All’interno della nuova Mondeo e della nuova Kuga, per esempio, è possibile scoprire che i pannelli porta sono realizzati in plastiche composte al 50% da kenaf, più leggeri del 30% rispetto ai rivestimenti tradizionali.
Ford ha stabilito una partnership con Heinz per studiare l’utilizzo degli scarti di lavorazione dei pomodori, per trasformarli in un sottoprodotto ecosostenibile dalle qualità simili a quelle della plastica. L’Ovale Blu è, inoltre, uno dei fondatori del consorzio Bioplastic Feedstock Alliance, creato assieme ad Heinz, WWF, Unilever e altri partner globali, che promuove lo sviluppo responsabile di plastiche realizzate a partire dalle fibre vegetali.

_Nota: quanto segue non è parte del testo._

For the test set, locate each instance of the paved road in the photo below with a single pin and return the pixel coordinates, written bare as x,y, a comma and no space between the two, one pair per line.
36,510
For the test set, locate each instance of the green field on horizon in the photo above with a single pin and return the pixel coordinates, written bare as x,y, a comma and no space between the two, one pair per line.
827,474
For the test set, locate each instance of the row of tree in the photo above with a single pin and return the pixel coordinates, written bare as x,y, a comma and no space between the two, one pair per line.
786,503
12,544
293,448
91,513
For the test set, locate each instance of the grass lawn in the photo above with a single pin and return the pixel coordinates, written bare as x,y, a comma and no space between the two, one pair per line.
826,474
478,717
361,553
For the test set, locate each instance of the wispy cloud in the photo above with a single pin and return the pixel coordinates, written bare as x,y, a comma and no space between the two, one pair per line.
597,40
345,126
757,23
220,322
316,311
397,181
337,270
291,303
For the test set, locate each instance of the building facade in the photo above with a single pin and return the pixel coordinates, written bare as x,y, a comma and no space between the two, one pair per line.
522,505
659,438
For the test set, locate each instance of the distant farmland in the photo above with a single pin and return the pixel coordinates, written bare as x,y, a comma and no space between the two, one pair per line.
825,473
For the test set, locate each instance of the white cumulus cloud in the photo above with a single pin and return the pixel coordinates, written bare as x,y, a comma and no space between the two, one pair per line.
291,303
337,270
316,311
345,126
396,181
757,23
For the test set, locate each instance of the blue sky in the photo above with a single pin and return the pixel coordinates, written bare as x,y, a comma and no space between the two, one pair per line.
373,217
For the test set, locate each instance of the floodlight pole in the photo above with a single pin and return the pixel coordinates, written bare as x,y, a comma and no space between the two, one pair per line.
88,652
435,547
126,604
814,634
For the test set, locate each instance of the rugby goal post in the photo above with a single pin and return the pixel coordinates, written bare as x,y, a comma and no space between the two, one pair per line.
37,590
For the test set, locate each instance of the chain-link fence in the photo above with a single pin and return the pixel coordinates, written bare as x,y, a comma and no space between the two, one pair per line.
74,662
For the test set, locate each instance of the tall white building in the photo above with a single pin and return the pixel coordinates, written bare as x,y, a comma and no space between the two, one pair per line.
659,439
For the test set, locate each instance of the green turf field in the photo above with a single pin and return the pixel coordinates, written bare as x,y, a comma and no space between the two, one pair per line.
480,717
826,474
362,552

La ricerca sui materiali fa parte di una completa serie di misure che Ford adotta per rendere sempre più sostenibile la propria operatività globale. Dal 2000, per esempio, Ford ha ridotto da 64 a 24 i milioni di litri d’acqua utilizzati ogni anno per la produzione dei propri veicoli. Nel 2014 Ford Motor Company ha ricevuto un importante riconoscimento per il proprio impegno nella sostenibilità ambientale: la prima posizione della classifica 50 Best Global Green Brands 2014 di Interbrand, che premia i Brand globali più ecosostenibili.